Illogical arguments

By | 2010/08/08

I’m sometimes amazed that illogical arguments can be made to justify nonsensical beliefs that discriminate against others while still keeping a straight face.

Take the issue of same-sex couples adopting children. Now, in most of Australia same-sex couples can foster children, and in actual fact gays and lesbians who are single can actually adopt, but in several states, including my own, adoption is a strict no-no to same-sex couples.

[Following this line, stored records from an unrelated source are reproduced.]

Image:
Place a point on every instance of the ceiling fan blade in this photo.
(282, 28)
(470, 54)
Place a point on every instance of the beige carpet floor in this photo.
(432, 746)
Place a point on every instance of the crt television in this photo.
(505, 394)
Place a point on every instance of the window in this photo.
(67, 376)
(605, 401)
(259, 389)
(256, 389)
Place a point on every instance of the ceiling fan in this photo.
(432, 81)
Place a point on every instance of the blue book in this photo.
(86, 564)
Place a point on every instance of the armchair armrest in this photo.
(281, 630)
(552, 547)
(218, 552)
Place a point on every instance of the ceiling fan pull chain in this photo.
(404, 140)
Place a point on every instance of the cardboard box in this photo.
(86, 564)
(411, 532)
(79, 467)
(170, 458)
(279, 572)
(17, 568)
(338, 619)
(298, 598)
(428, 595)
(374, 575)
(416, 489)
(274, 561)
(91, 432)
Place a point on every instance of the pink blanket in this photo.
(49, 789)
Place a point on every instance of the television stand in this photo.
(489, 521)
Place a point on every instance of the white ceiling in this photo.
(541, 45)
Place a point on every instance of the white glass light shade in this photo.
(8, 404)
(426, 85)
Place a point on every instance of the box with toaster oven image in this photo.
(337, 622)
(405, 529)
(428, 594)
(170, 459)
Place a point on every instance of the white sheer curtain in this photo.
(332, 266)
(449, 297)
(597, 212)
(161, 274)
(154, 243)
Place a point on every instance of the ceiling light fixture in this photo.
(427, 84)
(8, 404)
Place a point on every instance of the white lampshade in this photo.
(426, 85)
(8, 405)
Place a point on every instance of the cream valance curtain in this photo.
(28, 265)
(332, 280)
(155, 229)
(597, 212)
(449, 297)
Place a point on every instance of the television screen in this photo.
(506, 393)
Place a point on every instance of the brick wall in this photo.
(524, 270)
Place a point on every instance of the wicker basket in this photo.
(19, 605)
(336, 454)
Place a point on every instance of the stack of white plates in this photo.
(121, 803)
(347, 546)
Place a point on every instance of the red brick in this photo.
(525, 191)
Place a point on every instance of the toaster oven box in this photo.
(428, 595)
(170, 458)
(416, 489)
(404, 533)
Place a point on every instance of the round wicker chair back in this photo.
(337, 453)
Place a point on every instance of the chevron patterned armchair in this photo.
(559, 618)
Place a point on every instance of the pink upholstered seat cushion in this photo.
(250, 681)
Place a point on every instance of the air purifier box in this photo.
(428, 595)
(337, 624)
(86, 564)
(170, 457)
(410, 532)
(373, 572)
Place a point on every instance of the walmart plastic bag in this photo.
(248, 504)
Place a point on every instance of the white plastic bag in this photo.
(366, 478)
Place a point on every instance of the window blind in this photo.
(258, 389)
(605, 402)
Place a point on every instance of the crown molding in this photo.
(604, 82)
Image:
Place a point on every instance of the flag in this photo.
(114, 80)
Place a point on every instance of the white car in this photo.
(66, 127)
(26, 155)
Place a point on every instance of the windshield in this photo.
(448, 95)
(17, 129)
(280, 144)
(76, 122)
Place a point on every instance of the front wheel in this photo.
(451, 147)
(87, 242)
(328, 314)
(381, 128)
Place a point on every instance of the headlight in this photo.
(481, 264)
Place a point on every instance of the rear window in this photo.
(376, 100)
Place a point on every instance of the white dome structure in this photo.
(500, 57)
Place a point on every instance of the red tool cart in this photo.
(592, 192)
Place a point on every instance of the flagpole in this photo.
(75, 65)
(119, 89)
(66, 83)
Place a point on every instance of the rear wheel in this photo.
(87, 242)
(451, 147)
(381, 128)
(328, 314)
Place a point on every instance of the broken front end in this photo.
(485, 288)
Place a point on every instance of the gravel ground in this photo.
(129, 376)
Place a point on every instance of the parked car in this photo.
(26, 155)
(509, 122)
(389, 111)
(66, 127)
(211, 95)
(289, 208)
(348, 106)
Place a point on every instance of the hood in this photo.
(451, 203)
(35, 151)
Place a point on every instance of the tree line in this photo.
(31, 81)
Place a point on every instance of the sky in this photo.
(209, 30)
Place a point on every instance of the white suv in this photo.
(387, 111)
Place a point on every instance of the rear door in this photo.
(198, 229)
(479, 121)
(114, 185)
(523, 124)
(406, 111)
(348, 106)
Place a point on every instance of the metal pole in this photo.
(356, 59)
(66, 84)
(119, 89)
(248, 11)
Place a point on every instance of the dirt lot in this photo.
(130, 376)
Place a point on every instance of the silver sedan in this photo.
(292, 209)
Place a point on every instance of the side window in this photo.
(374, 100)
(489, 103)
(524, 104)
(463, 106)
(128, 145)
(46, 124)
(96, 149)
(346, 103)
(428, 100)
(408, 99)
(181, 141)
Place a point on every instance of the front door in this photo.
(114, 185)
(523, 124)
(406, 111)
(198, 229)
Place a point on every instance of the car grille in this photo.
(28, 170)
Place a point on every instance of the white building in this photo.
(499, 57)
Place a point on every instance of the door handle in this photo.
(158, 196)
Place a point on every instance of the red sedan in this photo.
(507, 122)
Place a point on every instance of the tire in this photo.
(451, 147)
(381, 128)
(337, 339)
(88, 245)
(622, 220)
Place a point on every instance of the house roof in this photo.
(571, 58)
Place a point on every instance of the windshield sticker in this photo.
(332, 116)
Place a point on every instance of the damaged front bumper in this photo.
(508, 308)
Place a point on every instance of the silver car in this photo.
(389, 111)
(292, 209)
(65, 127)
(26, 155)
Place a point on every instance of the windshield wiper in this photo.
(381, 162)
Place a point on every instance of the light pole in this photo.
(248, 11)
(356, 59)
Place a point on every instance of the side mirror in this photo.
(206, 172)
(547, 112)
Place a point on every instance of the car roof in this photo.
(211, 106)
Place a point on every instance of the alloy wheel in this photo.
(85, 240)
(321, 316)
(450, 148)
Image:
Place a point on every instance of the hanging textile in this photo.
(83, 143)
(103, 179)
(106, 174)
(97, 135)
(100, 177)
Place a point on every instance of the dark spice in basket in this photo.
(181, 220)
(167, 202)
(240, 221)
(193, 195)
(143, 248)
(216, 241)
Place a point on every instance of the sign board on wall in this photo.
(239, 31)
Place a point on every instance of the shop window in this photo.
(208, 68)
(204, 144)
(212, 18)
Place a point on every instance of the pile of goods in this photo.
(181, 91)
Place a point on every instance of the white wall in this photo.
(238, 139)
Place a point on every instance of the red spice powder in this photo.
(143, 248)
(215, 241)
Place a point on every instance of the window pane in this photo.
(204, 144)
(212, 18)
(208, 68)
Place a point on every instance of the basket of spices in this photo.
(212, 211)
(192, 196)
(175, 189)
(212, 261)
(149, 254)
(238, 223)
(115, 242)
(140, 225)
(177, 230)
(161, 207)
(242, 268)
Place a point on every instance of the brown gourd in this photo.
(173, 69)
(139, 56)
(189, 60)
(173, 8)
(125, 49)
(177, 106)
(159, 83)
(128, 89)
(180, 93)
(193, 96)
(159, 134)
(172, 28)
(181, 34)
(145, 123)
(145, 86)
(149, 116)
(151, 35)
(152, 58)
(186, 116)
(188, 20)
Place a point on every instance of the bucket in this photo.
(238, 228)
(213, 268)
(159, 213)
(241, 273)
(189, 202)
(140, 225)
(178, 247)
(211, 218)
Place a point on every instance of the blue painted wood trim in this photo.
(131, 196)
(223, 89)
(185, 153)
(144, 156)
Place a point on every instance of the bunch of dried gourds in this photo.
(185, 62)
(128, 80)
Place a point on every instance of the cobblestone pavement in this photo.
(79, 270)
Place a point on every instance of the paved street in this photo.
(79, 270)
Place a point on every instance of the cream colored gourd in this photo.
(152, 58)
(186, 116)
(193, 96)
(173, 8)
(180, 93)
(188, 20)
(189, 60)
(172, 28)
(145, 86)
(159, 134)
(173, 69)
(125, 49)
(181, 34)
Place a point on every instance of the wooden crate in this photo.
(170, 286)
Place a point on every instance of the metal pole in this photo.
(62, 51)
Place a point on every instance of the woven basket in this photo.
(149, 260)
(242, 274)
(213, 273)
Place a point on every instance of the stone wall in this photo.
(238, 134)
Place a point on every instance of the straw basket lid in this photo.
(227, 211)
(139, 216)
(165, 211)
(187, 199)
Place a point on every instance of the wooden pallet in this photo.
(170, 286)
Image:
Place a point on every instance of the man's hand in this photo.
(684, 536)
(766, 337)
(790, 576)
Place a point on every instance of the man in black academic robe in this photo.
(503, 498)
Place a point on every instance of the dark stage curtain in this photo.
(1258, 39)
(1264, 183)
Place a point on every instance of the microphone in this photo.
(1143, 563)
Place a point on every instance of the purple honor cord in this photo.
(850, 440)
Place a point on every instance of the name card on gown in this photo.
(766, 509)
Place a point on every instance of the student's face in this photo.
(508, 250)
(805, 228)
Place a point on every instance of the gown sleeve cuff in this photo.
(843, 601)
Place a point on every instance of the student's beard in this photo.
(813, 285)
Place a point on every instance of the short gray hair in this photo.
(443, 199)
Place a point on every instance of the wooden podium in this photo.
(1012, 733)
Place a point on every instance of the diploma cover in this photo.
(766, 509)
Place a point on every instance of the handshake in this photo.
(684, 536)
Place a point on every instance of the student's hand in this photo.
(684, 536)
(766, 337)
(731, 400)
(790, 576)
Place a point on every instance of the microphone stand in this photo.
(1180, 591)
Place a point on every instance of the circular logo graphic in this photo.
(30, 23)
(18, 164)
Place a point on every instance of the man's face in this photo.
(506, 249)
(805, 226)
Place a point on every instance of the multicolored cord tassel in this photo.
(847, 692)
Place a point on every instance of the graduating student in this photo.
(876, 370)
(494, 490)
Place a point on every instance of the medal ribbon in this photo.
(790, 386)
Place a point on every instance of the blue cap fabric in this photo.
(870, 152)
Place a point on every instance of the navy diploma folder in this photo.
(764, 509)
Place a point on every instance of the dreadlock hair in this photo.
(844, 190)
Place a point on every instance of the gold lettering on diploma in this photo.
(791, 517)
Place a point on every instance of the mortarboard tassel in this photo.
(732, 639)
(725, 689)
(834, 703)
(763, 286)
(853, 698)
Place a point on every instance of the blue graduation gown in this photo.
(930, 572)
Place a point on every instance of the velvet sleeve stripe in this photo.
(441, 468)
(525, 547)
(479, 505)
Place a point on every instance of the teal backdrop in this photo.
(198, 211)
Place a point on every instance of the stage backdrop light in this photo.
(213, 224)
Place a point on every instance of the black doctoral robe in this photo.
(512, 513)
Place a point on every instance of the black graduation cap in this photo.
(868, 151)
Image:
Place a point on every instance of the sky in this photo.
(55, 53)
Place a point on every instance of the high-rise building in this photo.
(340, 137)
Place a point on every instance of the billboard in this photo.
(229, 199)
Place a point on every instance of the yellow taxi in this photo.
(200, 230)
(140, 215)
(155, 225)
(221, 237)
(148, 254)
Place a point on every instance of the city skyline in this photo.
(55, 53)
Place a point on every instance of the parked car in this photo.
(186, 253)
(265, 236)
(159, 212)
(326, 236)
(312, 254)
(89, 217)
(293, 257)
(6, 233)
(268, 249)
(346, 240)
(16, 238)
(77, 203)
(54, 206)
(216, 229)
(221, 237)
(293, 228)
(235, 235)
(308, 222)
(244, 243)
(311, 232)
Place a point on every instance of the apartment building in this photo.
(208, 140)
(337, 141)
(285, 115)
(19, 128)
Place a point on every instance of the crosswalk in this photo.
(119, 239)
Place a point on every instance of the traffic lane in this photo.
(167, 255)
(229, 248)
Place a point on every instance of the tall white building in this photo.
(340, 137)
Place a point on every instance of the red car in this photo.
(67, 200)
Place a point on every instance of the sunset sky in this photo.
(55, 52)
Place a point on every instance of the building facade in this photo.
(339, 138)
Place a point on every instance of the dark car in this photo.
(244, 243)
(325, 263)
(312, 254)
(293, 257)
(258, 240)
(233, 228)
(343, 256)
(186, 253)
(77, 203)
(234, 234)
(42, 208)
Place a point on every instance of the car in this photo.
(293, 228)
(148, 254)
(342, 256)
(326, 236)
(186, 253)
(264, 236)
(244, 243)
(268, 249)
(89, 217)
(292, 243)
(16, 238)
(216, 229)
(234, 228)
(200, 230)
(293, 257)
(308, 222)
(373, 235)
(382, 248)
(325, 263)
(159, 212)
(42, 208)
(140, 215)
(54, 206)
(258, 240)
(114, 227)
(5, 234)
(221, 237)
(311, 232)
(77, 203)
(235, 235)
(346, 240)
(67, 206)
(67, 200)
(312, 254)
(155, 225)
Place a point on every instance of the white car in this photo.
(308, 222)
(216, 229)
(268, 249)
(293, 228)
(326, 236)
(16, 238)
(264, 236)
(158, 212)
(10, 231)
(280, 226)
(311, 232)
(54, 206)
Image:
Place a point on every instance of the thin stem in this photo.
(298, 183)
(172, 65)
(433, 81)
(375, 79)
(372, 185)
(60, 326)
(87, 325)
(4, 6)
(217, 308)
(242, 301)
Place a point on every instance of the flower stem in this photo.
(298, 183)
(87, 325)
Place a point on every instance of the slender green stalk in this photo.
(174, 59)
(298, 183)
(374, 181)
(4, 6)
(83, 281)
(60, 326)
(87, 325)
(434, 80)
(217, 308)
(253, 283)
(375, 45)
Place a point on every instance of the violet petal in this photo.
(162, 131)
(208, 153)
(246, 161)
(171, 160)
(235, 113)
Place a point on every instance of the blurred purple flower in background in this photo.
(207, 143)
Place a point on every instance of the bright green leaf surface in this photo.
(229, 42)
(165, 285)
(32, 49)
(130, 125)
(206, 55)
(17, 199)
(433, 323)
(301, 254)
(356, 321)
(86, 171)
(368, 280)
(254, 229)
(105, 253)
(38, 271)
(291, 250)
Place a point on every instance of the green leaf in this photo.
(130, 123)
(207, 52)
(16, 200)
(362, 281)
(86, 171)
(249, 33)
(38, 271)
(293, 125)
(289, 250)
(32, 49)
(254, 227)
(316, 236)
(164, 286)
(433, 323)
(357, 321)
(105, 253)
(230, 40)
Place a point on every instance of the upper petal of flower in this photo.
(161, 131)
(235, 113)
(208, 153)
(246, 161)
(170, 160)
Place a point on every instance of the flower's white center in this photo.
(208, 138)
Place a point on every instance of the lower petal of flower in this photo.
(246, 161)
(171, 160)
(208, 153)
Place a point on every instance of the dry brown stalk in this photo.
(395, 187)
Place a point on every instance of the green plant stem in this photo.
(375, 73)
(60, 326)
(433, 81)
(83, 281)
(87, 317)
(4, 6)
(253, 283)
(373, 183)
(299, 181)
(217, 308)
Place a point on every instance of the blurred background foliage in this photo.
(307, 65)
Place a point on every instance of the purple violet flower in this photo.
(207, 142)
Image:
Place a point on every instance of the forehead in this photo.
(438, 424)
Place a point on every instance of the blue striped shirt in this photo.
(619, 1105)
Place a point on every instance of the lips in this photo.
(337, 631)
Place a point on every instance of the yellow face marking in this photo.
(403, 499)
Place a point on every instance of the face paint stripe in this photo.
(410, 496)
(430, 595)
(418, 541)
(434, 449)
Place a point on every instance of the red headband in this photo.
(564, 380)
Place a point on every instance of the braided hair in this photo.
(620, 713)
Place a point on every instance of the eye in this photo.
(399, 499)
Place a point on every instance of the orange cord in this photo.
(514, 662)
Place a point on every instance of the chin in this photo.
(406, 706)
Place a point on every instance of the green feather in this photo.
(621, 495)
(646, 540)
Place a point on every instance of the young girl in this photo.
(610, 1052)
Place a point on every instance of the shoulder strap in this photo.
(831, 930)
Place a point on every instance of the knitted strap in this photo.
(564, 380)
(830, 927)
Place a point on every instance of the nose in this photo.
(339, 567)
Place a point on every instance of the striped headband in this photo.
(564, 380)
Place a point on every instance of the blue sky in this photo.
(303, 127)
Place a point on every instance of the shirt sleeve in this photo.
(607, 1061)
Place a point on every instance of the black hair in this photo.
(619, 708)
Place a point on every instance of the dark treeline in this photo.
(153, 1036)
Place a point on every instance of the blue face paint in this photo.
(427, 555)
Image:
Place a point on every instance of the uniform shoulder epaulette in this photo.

Thankfully, the NSW Parliament is at least preparing to revisit this issue, but predictably the churches have jumped in and decried this. In Sydney Morning Herald’s article, “Churches Push Gay Adoption Ban“, (Louise Hall, April 7 2010), we’re told:

The chief executive of Anglicare, Peter Kell, cites a child’s need for both a mother and father among the 11 reasons why same-sex couples should not be given the same rights as heterosexual couples under adoption law.

”Men and women complement each other in their parenting roles as a result of their inherent physical, psychological and emotional attributes. Adoptive children should not be denied this opportunity,” Mr Kell said.

Now, I don’t pretend to know what the other 10 reasons are for why the churches oppose adoption by same sex couples, but I’m guessing they’re just as full of shit as this reason.

Yes, full of shit. I’m being blunt because this just annoys the hell out of me.

Can you spot the huge gaping hole in this argument? There’s a convoy of trucks being driven side-by-side through it, so it’s a little difficult to miss, yet it constantly gets brought up as an argument on these issues…

This argument denies the possibility that single parents (e.g., widowed, or separated where one parent is no longer involved in child rearing) are incapable of raising children. You can’t have one without the other. You can’t say that children raised by a same-sex couple won’t get the correct gender balance when it’s obvious children raised by a single parent would fail to pass the same criteria.

So why don’t we see the people making these arguments campaign for state-forced adoption of any child of a single parent?

And if gender balance is so important, why don’t children whose parents don’t fully provide gender balance also be forced out for adoption? You know, the dad might have a drawer of lingerie he wears, or the mum might wear overalls on the weekend while she tinkers on a motorbike because she’s always been interested in them!

Would some gay or lesbian couples make bad parents? Undoubtedly. But these would be weeded out during the adoption process the same way any other couples are weeded out. It’s not as if anyone can just walk up to an orphanage and collect a kid from a dispenser! When I commented on how much this argument annoys me on Facebook, a friend responded thusly:

What annoys me the most is this example from my trip home on CityRail the other evening:

A drunk father, in his mid 40’s, dressed like a complete ‘bum’ (to use a better word). In tow, was his beautiful 4 yr old son.. whom you could see actually thought the world of his dad (which is why I started tearing up inside). As my journey home progressed, I noticed the dad walking between the carriages.. showing an increased level in anxiety as well as further signs he must have been consuming more alcohol on the train.

He had ‘lost’ his son! (well that’s what he was screaming when he forced the train to stop). In fact, his son was sitting quietly, sort of in a subdued way in the same seat his dad left him in when he got ‘lost in his own state of mind’

Eventually the ‘grey’ police arrived to look after the boy, and take the father into their control. I actually cried on my way to my car.( I could not help but think of my own son, and how the ‘ovary lottery’ can be so unjust ) 🙁

I was on my way to Fairfield station … and the father ‘thought’ he was on the intercity train heading to Newcastle, where he was intending to travel with his son.

AND he is allowed to breed, and have the birth rights to be a father as he is heterosexual, when I have so many LBGT friends who wish to give such children as this little boy, the love and upbringing he/she deserves!!

Sadly, there’s not enough people with his attitude around!

The fact of the matter is that if you want to convince people that there are solid, valid arguments for why people shouldn’t be allowed to do something, you should make watertight arguments. Presenting emotive, blatantly incorrect and illogical statements as “reasons” really does leave anyone with a lick of logic with one of only two choices: is the person making the argument stupid, or malicious?

Someone bring me another Hanlon’s Razor please!